I didn't feel particularly compelled to write about this at the time, but in the last few weeks my opinion on this matter has become much stronger.
I enjoy my online community and the friendly relationships I feel I have developed with regular commenters on this blog, many of whom I have never met. I like reading their blogs (even though I myself am an admittedly infrequent commenter) and seeing their comments on mine. When I read of a trial that a fellow blogger is having, I stop and pray for them. Sometimes I even add their intentions to our family's evening prayers (prompting "who's that?" questions from the kids). This feels quite real to me and I am convinced of the power my prayers have for them, no matter where or who they are. Prayers are prayers.
In the past month, I have put up several posts about things going on in my life that have received incredible support from my online community. I have been so touched by the comments and promises of prayers from people who don't know me beyond this blog. I have received good advice, understanding, and encouragement from the blogosphere, and I most definitely believe it is a real community.
Today, for example, I learned that Father Augustine, a Benedictine monk from the U.K. who learned about my pregnancy complications from a reader, said mass for me yesterday. How is this not real? Is the reader who shared my concerns with him not a real friend, regardless of how anonymous she is to me personally?
I understand, of course, that not all online communities pure and good. Some are just the opposite. But this one, comprised of mostly Catholic moms intending nothing but to support and inspire each other, is a really, really good thing.
The letter to the NCR goes on to speak of the danger of abandoning one's real family in favor of nurturing online relationships, which I suppose could be a valid concern in a few, isolated situations. But if the little free time we moms have after our children are in bed can be spent encouraging each other in our vocation, how can this be bad?
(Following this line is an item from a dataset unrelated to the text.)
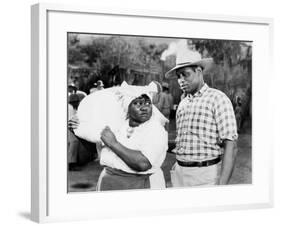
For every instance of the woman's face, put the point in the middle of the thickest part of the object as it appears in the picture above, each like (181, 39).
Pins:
(140, 109)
Being a stay at home or homeschooling mother can be very isolating. Finding like-minded mothers, or even parenting literature to support you can be difficult. The Internet, blogging in particular, has opened a door for people all over the world with similar ideals to bond together. Just because its happening on a computer screen instead of in the living room doesn't make it any less real or valuable.
Thank you, to all of you who read and comment so encouragingly on this blog. I appreciate you very, very much!